As Jared Kushner, Donald Trump’s son-in-law, moves from New York’s Upper East Side to Washington for a possibly illegal position as the president-elect’s senior adviser, he’ll be leaving much behind in the Big Apple: the newspaper he owns, the Orthodox Jewish temples he and his traditionally Democratic family would frequent on Saturdays and the real estate firm from which he made his fortune.

Kushner, however, is from New Jersey, where his father, Charles, the son of Holocaust survivors who came to the U.S. as poor immigrants, transformed Jared’s grandfather’s real estate firm, Kushner Cos., into a major industry player on the East Coast.

Charles Kushner — a major Democratic donor and philanthropist who, as one family friend once remarked to New York Magazine, “saw himself as the Jewish Kennedy” — served as a mentor to Jared, along with siblings Josh, Nicole and Dara.

That is, until his 2005 prison sentence.

He pleaded guilty to 18 counts of tax evasion, witness tampering and illegal campaign donations. The prosecutor for the case, in which Charles Kushner blackmailed his brother-in-law by setting him up with a sex worker and filming the encounter, was none other than Trump surrogate and New Jersey Gov. Chris Christie.

A year after Charles Kushner began the two-year sentence, Jared Kushner had already begun exhibiting his father’s business acumen, buying up the New York Observer, known for its focus on real estate, politics and the city’s socioeconomic elite, for $10 million while simultaneously studying for law and business degrees at New York University.
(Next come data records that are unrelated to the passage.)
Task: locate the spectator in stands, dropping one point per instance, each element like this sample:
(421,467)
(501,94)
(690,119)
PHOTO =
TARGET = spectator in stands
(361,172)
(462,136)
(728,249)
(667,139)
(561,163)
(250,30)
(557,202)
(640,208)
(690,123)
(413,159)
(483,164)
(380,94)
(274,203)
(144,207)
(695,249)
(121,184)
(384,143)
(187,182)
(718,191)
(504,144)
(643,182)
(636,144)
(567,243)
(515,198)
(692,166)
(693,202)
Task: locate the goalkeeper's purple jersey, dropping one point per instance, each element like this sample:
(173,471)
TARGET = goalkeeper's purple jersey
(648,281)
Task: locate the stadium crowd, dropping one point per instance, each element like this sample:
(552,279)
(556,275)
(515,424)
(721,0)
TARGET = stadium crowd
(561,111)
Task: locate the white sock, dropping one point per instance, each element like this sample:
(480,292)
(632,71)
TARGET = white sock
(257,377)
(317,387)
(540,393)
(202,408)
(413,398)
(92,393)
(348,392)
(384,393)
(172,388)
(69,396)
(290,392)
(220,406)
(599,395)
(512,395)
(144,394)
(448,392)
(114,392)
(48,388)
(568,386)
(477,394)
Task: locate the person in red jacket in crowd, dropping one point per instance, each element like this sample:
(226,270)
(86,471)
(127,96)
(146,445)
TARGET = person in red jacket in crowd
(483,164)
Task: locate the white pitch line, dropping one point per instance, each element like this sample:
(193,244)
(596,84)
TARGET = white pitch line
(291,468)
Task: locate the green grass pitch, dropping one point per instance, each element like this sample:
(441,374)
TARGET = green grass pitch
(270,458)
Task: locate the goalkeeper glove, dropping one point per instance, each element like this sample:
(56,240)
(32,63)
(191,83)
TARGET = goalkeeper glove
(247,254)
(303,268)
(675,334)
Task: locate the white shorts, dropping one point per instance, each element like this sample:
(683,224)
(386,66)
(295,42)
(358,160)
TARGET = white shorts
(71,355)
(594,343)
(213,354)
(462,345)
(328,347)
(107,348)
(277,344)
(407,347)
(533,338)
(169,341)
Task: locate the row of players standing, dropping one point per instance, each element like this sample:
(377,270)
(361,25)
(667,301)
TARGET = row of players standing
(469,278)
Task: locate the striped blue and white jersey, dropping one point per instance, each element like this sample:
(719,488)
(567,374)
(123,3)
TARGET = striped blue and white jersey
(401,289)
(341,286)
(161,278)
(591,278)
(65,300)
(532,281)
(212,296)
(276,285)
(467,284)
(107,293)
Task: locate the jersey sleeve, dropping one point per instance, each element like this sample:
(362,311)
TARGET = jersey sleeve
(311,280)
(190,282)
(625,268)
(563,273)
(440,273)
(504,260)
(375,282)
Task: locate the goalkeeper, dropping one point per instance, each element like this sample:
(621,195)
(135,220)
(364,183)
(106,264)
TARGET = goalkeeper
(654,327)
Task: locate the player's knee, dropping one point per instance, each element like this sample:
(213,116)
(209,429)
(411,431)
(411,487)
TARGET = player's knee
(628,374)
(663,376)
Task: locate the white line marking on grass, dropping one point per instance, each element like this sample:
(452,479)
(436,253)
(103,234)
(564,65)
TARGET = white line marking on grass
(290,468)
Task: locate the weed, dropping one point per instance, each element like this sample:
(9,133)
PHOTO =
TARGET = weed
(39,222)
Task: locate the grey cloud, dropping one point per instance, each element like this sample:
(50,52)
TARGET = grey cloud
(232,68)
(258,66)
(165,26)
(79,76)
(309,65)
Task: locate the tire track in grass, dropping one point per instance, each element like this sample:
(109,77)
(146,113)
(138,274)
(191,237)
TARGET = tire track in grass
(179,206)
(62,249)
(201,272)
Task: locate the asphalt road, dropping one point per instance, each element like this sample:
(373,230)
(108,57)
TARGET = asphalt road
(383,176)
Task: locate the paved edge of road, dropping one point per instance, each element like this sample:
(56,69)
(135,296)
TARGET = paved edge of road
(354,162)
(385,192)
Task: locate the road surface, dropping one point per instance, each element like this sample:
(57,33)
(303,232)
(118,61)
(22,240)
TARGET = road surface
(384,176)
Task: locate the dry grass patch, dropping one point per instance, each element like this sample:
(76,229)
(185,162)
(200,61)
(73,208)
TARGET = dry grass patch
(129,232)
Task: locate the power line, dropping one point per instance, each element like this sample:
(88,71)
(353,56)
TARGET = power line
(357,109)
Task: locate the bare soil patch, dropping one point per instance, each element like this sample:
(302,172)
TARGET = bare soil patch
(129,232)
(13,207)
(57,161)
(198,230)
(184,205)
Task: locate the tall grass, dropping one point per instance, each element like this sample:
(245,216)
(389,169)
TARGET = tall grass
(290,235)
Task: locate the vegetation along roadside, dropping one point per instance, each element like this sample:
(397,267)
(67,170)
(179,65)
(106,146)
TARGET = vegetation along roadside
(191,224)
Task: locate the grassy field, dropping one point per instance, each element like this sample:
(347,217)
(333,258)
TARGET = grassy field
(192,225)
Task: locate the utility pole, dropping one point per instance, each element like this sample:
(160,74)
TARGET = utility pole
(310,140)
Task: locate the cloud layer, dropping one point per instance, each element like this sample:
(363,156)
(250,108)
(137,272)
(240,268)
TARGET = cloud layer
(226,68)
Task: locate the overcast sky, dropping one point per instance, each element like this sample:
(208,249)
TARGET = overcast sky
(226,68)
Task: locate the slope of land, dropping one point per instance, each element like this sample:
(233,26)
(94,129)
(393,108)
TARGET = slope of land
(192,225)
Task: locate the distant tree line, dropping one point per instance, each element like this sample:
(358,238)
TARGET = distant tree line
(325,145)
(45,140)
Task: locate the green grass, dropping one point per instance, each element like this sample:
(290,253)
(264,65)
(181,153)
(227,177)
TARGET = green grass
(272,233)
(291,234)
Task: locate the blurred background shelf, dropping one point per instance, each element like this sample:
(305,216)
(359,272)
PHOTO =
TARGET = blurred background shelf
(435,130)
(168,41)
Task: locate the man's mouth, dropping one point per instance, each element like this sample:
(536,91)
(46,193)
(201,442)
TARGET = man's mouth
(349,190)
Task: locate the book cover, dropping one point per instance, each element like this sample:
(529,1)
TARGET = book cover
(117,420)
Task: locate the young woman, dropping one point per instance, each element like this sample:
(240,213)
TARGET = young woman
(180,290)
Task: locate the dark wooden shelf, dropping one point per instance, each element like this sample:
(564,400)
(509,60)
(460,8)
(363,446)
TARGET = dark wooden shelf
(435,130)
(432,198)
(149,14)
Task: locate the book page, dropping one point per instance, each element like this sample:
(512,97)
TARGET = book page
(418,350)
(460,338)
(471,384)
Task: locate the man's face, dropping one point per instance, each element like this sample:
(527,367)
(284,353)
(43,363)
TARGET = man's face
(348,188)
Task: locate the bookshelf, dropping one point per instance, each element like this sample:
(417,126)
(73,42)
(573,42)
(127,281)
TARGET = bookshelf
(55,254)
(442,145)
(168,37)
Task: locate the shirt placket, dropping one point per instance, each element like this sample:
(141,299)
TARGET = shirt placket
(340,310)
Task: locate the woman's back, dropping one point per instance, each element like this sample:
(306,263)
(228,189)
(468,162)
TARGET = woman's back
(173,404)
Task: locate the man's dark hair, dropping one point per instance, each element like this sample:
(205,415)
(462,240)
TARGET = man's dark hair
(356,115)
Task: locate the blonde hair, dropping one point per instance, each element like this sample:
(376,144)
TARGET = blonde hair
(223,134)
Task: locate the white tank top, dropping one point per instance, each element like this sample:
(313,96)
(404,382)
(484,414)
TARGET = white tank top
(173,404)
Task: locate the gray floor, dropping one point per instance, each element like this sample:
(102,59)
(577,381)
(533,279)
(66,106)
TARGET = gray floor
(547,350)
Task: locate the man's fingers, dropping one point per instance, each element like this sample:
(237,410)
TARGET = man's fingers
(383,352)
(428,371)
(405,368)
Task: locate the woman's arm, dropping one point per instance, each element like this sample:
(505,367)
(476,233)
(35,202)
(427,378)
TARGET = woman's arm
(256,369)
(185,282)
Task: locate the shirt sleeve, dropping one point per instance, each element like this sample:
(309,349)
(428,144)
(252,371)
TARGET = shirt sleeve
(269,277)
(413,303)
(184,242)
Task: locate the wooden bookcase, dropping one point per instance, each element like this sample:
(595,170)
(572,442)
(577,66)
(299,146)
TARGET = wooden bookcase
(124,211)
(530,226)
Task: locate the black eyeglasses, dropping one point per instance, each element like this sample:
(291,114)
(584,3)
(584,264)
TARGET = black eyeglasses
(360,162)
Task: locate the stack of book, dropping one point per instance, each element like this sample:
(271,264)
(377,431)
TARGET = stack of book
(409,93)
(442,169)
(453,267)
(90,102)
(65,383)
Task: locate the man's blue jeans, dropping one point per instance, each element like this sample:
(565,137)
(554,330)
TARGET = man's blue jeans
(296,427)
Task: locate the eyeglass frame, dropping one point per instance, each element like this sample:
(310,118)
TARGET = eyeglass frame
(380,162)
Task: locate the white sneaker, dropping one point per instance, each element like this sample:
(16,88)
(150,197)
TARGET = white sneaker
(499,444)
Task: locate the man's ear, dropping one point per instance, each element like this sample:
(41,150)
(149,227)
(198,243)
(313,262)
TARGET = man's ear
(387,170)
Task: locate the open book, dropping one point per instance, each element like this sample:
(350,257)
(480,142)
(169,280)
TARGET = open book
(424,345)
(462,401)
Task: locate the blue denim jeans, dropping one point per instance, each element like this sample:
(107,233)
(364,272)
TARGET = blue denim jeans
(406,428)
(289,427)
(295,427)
Kushner previously had graduated in 2003 from Harvard University where his father had pledged a $2.5 million donation five years earlier.

Kushner’s ownership of the Observer came back to haunt him on the campaign trail in July when an entertainment writer at the newspaper published an open letter to him, citing an anti-Semitic tweet from Trump’s account. The tweet, which featured a six-pointed star and a backdrop of dollar bills, has since been deleted and replaced with a graphic featuring a circle in place of the Star of David silhouette.

“You went to Harvard and hold two graduate degrees,” wrote Dana Schwartz, the Observer writer. “Please do not condescend to me and pretend you don’t understand the imagery of a six-sided star when juxtaposed with money and accusations of financial dishonesty. I’m asking you, not as a ‘gotcha’ journalist or as a liberal but as a human being: How do you allow this? Because, Mr. Kushner, you are allowing this.”

His religious affiliation aside, Kushner’s personal and professional moves have brought him closer to Trump in the past decade. While his father served out his sentence, the recent grad became the face of Kushner Cos., growing the real estate firm’s scope beyond the boundaries of New Jersey and into Manhattan where he eventually set a record for the purchase of a Midtown skyscraper and, as executives familiar with the company told the New York Times, helped the company acquire $7 billion worth of property in the past 10 years.

When Kushner met the president-elect’s eldest daughter, the two were what the business publication Crain’s New York called at the time “a match made in real estate heaven for two survivors of tabloid hell.” They married in October 2009.

To win the approval of Kushner’s Orthodox Jewish family, Ivanka converted, remaining “pretty observant” and keeping kosher, as she told Vogue in 2015.

But while his family and faith have clashed with rhetoric from the Trump campaign, his real estate work may — like Trump’s — clash with the duties of public office.

Kushner Cos. has been in negotiations with the Anbang Insurance Group, a Chinese conglomerate plagued by U.S. national security concerns due to its convoluted corporate structure and ties to the government in Beijing, for the sale of 666 Fifth Ave., which the American firm bought in 2007 but has had trouble covering its debts since, the New York Times recently reported.

Adding to Kushner’s potential legal dilemmas as he enters the public sphere, Article 5 of the U.S. Code contains a rule that states federal officials “may not appoint, employ, promote, advance or advocate for appointment, employment, promotion or advancement” of relatives. The rule includes “son-in-law” within the blanket term “relatives.”

Kushner will not take a salary, but ethics specialists on both sides of the aisle have described his appointment as categorically illegal.

“We’re not talking about Kushner running a side task force here. We’re talking about a regular staff job,” Norm Eisen, the former head ethics lawyer in Barack Obama’s administration, told Politico. “This falls right in the bull’s eye of the statute. I think it’s illegal.”

Richard Painter, who had a similar position under George W. Bush, added Kushner’s taking on the role of senior adviser is “highly inappropriate.”

“I don’t know why they think they can,” Painter told Politico. “Just read the language in the statute.”